Он встанет обязательно. Он спасет Гюльнар... Но сперва подожжет стог, на котором лазутчик!

Во как полыхнуло!

Нет, это огонь пулемета из дзота.

А вот голос Сергея: «Я просто вспомнил твои слова: «Чем умирать лежа, лучше умри стреляя!»

А если гранат уже нет?

Если кровь хлещет из раны и нет сил подняться?

Чем, чем стрелять? Как уберечь Гюльнар?..

Чолпонбай на мгновение очнулся. Он даже повернулся, точно можно увернуться от боли. Он увидел, что плотики отчалили от нашего берега, что их все больше и больше и что по ним действительно хлестнула пулеметная струя...

И сердце Чолпонбая забилось еще сильнее. В его сознании наступило прояснение: «Ведь есть еще мое тело... Разве это не оружие? Я еще могу двигаться...»

Вот так же бил пулемет из танка, когда он, Чоке, около оврага остановил его связкой гранат. Но теперь не было гранат, не было патронов для автомата: он был один на один с вражеским дзотом. Всесильным, страшным, огнедышащим...

Нет, еще была свободная рука. Ею он ухватился за щербатый край площадки, на которой прочно утвердился дзот.

И опять желтые круги перед глазами. Уходят скалы, слышатся какие-то отрывки фраз:

«Я хочу первый гвардейский значок вручить первому среди первых...», «Рядовой Тулебердиев, выйти из строя!»

Рывком Чолпонбай ползет вперед... Все выше и ближе к дзоту. Метр, два, три... пять... Вот он уже на площадке, в мертвом пространстве: ни пулемет, ни автомат из дзота достать его здесь не могут. Стебли травы побагровели от крови. «Надо бы перевязать рану... Может, лежа на животе...

Нет, уже и автомат руки не держат, и не размотать бинта... Как пахнет чабрец!.. Это я дома... Наконец-то вернулся... Только сейчас посплю, потом пойдем с братом в горы...»

«Токош Тулебердиев пал смертью храбрых!» — прозвучало в ушах, и в ответ откуда-то издалека голос Сергея: «Надо отомстить!»

В памяти четко всплыли слова военной присяги, которую Чолпонбай торжественно принимал вместе с другими солдатами роты. Ее текст Чоке выучил сразу и навсегда.
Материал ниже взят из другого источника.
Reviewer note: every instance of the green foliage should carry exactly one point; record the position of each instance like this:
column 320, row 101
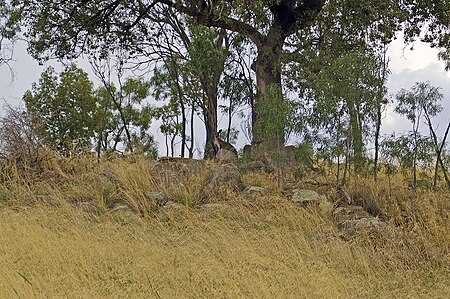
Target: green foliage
column 67, row 107
column 126, row 107
column 401, row 150
column 275, row 112
column 413, row 103
column 346, row 97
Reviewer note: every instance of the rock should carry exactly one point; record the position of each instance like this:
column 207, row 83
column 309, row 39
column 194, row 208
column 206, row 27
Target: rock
column 255, row 166
column 255, row 189
column 222, row 176
column 307, row 197
column 342, row 214
column 210, row 206
column 158, row 198
column 169, row 206
column 226, row 156
column 43, row 199
column 326, row 208
column 88, row 207
column 352, row 219
column 120, row 208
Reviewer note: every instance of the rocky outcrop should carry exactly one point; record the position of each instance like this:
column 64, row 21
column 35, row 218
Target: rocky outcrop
column 220, row 177
column 351, row 220
column 257, row 166
column 307, row 198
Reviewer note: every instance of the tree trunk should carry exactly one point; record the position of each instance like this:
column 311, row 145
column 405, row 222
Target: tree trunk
column 439, row 158
column 191, row 148
column 267, row 114
column 358, row 146
column 210, row 116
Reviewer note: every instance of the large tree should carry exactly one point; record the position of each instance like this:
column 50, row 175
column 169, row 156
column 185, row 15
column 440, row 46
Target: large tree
column 281, row 31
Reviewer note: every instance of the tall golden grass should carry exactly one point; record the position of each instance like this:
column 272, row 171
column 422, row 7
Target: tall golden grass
column 263, row 247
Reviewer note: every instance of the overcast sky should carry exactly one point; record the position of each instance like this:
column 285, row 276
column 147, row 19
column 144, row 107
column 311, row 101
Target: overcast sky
column 407, row 67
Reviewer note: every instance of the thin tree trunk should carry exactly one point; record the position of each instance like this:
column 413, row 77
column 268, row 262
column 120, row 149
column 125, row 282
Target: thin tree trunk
column 439, row 158
column 191, row 149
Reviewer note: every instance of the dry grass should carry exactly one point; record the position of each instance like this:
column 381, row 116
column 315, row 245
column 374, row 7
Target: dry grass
column 264, row 248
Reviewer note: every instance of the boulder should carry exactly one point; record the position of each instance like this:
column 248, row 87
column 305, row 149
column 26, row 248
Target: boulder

И вот отдельные фразы звучат в его ушах: «Я всегда готов по приказу рабоче-крестьянского правительства выступить на защиту моей Родины — Союза Советских Социалистических Республик, и как воин... клянусь защищать ее мужественно, умело, с достоинством и честью, не щадя своей крови и самой жизни...»

А пулемет все бьет!..

И снова голос члена Военного совета: «Первому среди храбрых...»

Командир полка: «Рядовой Тулебердиев, выйти из строя!»